Review: Hayes Carll - KMAG YOYO



In the opening track of KMAG YOYO (& other American stories), Hayes Carll croons, “I’m like James Brown, only white and taller.” While Carll may not be the Godfather of country soul, his fourth album certainly solidifies that he’s a made man in the honky-tonk cabal. For someone whose songs infer the persona of an erratic slacker, the Austin-based singer-songwriter’s output has been awfully damn consistent. He has not released a throwaway tune yet, and, at his best, has penned some outright sublime songs. Carll is not blessed with a golden voice, but he knows how to make the most of his scratchy drawl as he swerves between Texas-sized swagger, self-mocking one-liners, and heartfelt vulnerability. More than anything, KMAG YOYO is a reminder that country music is not dead yet, despite Nashville’s best efforts to smother it in hair gel and software plug-ins.


Carll is a sort of Charles Bukowski in the age of anti-depressants. He’s a poet for thoughtful roughnecks and ne’er-do-wells, but the seething rage and contempt of earlier generations is replaced by a world-weary shrug of the shoulders at life’s absurdities. That’s not to say that Carll is wholly apathetic, because his songs have often flirted with politics, albeit through some hazy, last-call beer goggles. That drunken haze is sharpened with a bump of speed in the album’s rollicking title track. “KMAG YOYO” (a military acronym for “Kiss My Ass Guys, You’re On Your Own”) tells the story of a young soldier in Afghanistan who finds himself manipulated by Pentagon suits and disillusioned with the war. Carll’s civic sensibilities tread more familiar ground later in the album as his Dude-like Zen recognizes a drunken fling can be as politically enlightening as a C-Span symposium.

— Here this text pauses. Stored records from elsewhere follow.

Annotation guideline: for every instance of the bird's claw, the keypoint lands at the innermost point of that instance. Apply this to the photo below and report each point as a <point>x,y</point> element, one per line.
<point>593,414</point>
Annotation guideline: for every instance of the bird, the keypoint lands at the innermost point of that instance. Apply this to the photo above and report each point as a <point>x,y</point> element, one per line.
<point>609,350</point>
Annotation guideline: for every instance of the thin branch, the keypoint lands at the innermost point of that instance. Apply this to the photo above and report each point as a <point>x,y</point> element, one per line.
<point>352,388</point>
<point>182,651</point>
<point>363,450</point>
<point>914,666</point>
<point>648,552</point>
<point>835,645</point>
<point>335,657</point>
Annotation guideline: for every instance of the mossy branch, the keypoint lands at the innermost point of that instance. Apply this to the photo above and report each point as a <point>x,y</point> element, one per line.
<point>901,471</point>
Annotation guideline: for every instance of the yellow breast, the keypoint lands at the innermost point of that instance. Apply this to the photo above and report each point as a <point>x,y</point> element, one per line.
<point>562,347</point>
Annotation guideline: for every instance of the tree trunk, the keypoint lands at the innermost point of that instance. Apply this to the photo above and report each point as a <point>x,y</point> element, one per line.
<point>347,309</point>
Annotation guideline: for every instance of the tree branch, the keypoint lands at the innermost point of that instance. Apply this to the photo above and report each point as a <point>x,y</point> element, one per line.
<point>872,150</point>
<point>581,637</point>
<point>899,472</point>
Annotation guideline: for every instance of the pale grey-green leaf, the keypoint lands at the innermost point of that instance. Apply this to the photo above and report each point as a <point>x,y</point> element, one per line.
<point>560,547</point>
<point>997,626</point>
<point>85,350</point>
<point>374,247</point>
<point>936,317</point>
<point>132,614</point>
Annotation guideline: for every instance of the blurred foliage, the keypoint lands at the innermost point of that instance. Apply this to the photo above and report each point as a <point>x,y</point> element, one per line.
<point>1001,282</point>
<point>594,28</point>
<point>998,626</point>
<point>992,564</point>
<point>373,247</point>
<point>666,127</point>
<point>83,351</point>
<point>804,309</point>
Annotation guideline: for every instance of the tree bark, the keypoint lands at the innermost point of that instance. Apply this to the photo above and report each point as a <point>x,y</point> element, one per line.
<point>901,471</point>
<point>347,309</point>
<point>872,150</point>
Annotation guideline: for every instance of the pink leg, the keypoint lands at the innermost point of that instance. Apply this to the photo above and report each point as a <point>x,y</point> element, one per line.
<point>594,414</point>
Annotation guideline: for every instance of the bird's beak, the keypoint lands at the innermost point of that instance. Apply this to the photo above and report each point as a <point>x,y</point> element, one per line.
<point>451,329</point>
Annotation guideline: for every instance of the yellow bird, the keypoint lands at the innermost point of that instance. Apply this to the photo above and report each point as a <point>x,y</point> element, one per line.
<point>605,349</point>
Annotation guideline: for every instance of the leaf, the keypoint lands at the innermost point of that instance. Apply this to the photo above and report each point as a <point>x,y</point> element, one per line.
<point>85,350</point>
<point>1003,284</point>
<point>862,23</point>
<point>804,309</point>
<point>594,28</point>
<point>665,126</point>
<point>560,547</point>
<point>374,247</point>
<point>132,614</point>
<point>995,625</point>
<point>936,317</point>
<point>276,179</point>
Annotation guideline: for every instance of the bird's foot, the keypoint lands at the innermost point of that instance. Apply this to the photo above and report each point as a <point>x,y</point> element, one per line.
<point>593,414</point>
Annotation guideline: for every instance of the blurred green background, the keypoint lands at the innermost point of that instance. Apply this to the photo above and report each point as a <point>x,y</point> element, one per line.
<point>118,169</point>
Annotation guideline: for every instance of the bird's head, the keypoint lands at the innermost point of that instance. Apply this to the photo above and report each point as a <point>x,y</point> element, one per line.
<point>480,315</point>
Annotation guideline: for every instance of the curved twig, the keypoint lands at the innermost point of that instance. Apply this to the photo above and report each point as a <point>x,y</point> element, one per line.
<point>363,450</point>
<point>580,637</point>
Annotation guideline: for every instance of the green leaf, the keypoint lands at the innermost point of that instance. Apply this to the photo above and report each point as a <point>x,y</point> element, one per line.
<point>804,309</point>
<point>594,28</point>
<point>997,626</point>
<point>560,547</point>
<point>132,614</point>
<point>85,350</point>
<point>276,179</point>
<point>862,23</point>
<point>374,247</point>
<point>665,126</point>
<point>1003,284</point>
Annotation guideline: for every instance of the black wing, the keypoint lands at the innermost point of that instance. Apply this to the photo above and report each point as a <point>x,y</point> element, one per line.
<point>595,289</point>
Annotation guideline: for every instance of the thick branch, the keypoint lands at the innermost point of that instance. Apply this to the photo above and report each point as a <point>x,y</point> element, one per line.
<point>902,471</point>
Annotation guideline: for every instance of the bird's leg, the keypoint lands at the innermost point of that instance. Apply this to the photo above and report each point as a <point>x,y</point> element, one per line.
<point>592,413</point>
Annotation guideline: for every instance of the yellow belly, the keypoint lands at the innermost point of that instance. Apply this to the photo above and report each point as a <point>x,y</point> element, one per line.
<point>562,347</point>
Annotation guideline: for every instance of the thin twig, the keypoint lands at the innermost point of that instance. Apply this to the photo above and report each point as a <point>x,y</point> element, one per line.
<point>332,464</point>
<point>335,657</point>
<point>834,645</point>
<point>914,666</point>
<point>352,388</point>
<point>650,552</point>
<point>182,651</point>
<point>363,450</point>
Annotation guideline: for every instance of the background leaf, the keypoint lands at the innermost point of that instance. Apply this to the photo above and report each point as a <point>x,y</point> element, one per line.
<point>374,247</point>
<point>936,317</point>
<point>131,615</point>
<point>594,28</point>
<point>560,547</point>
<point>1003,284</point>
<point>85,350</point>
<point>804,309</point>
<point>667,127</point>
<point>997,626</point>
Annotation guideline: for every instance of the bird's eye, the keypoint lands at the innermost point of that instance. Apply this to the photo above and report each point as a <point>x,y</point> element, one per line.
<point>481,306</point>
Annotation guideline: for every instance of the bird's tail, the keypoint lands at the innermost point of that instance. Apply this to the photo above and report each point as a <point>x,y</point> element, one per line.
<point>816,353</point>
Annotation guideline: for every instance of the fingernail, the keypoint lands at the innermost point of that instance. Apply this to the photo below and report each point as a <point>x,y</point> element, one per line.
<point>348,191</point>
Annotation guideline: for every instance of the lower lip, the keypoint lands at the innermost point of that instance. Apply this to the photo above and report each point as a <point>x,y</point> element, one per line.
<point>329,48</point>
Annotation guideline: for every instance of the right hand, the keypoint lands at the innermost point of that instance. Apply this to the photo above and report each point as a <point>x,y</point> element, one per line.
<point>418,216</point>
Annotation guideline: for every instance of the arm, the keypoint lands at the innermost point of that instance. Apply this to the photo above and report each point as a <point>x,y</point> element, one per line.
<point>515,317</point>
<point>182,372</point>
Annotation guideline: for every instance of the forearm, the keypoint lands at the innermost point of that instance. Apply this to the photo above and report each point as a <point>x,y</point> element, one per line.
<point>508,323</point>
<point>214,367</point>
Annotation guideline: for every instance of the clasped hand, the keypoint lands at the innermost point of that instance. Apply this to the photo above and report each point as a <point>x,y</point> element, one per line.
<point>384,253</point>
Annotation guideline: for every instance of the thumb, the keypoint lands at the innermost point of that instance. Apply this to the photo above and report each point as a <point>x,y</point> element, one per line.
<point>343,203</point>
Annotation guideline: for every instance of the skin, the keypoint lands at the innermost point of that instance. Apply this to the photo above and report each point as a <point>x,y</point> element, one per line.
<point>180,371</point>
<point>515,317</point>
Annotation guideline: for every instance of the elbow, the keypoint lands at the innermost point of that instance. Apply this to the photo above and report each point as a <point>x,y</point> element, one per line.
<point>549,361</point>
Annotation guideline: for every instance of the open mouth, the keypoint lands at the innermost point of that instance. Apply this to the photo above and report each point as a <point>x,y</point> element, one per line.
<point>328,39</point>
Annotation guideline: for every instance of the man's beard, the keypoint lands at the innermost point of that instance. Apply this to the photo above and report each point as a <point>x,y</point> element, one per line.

In the duet, “Another Like You,” Carll’s barfly liberalism leaves the raspy spitfire Cary Ann Hearst unimpressed as she calls him “Taliban” before admitting “I gotta hand it to you, there’s a chance I’m gonna screw you.” Hearst’s sassy, gravelly delivery is a song-stealing performance, and Carll seems to be comfortable sharing the spotlight as KMAG YOYO invites some songwriting friends to the party.



Fellow juke-joint troubadours Todd Snider and Corb Lund join Carll on “Bottle In My Hand,” a jaunty song with the flavor of a lazy Irish drinking jig. The tune is a bittersweet love song to lives devoted to hard scrabble traveling, hoping to change the world with only three chords and the truth (or at least some well-crafted lies.) A similar theme is explored in “Hard Out Here”, but Carll takes the reigns of this honky-tonk anthem himself with the exception of some intentionally sloppy background singing from what sounds like a bar full of Hank Williams, Jr. fans, circa 1983. Finishing the trilogy of road songs is a down-tempo bluesy ballad “The Letter,” which Carll describes as “sort of my postcard home, in that I spend two-thirds of my life on the road.” When he sings, “I meet some wild people out here, those that are pretending and others more sincere; a few that outright scare me, and ones that I hold dear,” you can feel the forlorn state of a musician who is probably as familiar with the denizens of cheap motels and tour buses as he is his own family.

Carll further indulges his more wistful side in the banjo-tinged love song, “Bye Bye Baby.” In some ways, this is where Carll is at his best, penning tunes of melancholy wit and sensitivity, free from the need to deliver punch lines as catchy as his band’s guitar hooks. Anyone whose found themselves alone and lovesick when the bar winds down can relate to the line, “Now the drunks have turned to strangers and the stars are out of tune, as I think about the one who might have saved me. I know you’re out there somewhere between the highway and the moon. Oh, bye-bye, bye-bye, baby.” Songs such as this manifest the tender side of Carll, which one feels is only barely hidden by his more raucous honky-tonk screeds.  Of course, there’s nothing wrong with those carefully-crafted punch lines competing with crackerjack guitar hooks, and “The Lovin’ Cup” delivers on both counts. With a pedal steel, stripped down drum kit, and a string of churning metaphors, the song bounces its way through the best of 70’s country, but never feels like a throwback novelty. To some degree, this is the description of Carll’s whole output as a musicians.

One could easily draw comparisons to prior artists in describing Carll. But, like all great musicians, it’s the Texan’s synthesis of influences ranging (I presume) from Dylan to Buck Owens to John Lee Hooker that result in a unique sound paying homage to its elders by paving its own way. KMAG YOYO clears that road a little further, though, thankfully, it retains a lot of well-worn dirt and gravel in the asphalt.

KMAG YOYO is available from Lost Highway Records on February 15th.